For the last experiment, place block 1 on the adjustable incline plane with the plane initially at an angle of zero degrees. Slowly raise the angle of the plane and use a protractor to determine the angle at which the block begins to slide. Again, repeat this measurement five times to obtain multiple data sets and perform the same procedure using block 2.
For the experiments performed on horizontal surface, the normal force on the blocks is equal to the weight, that is mass times g. Since the mass of block 1 and 2 for both static and kinetic friction experiments are the same, Fnorm is the same in all four cases. Using the average of the measured force values for the various experiments, and the formulae for both frictions, the coefficients of friction can be calculated.

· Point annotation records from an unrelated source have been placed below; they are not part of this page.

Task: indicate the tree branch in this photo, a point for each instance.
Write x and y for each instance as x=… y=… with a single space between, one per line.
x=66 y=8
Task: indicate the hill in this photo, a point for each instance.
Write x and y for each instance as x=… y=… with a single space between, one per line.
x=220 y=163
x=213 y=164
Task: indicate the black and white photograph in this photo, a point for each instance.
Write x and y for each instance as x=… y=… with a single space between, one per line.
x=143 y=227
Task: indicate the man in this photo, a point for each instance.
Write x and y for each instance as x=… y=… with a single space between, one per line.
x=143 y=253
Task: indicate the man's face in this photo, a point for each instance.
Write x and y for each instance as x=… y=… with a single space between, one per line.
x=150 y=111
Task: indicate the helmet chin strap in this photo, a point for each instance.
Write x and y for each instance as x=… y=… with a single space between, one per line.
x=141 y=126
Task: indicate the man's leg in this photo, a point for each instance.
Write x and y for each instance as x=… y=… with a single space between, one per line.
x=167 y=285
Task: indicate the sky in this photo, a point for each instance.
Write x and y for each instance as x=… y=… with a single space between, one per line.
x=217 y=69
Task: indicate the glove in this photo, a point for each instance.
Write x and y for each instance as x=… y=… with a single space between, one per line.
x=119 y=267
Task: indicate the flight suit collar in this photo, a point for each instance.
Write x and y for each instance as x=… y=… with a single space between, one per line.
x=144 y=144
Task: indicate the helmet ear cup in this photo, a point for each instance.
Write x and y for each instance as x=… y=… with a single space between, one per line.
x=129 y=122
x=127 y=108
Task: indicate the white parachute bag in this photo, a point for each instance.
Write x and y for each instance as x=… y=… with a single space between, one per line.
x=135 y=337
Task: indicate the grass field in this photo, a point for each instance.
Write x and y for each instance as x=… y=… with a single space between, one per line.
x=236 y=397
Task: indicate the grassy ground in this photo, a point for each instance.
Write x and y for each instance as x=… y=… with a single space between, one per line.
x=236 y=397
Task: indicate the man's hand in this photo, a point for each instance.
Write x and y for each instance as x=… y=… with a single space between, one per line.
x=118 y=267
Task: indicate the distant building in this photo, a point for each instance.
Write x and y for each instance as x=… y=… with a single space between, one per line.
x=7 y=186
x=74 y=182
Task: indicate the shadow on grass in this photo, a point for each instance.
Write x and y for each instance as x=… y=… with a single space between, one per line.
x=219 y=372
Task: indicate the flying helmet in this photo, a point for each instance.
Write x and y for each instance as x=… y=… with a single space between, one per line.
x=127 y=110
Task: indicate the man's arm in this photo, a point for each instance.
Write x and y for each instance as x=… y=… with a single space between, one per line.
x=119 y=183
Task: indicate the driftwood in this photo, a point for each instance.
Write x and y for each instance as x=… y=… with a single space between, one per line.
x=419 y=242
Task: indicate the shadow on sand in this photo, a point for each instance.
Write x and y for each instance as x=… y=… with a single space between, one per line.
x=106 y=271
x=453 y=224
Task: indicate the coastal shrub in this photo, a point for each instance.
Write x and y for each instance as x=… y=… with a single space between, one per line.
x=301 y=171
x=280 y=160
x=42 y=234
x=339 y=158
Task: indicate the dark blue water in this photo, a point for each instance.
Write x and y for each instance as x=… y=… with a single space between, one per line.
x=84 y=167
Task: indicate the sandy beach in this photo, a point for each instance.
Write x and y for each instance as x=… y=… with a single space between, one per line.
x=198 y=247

As expected, the coefficient of static friction is greater than the coefficient of kinetic friction. Furthermore, the respective coefficients for the two blocks are different since they each possess a different surface roughness.
In the stacked blocks experiment, we know that the mass doubles in both cases, so we can calculate the new Fnorm. We already know μk for the block in contact with the surface. Using this we can calculate the kinetic friction force, which agrees well with the measured force during the experiment.
The friction force measured following a change in orientation of block 1 demonstrated that the contact surface area does not affect the force of friction. The discrepancies between the calculated and measured forces are consistent with the estimated errors associated with reading the force scale while maintaining a constant speed.
For the inclined plane experiments, the angle of repose was measured. Using this angle, the coefficients of static friction could be determined, and here the values compare favorably with the coefficients measured from the horizontal sliding measurements.
Studying friction is important in several applications, as it can either be highly beneficial or a phenomenon that must be minimized.
It is extremely important for automobile tire manufactures to study friction, as it allows tires to gain traction on a road. Therefore, when it rains, the water and residual oils on the road significantly reduce the coefficient of friction, making sliding and accidents much more likely.
While engineers want to increase friction for car tires, for engines and machinery in general they want to reduce it, as friction between metals can generate heat and damage their structures. Therefore, engineers constantly study lubricants that may help in decreasing the coefficient of friction between two surfaces.
You’ve just watched JoVE’s introduction to Friction. You should now understand what factors contribute to the magnitude of friction, the different types of friction, and the underlying physical mechanisms that govern it. As always, thanks for watching!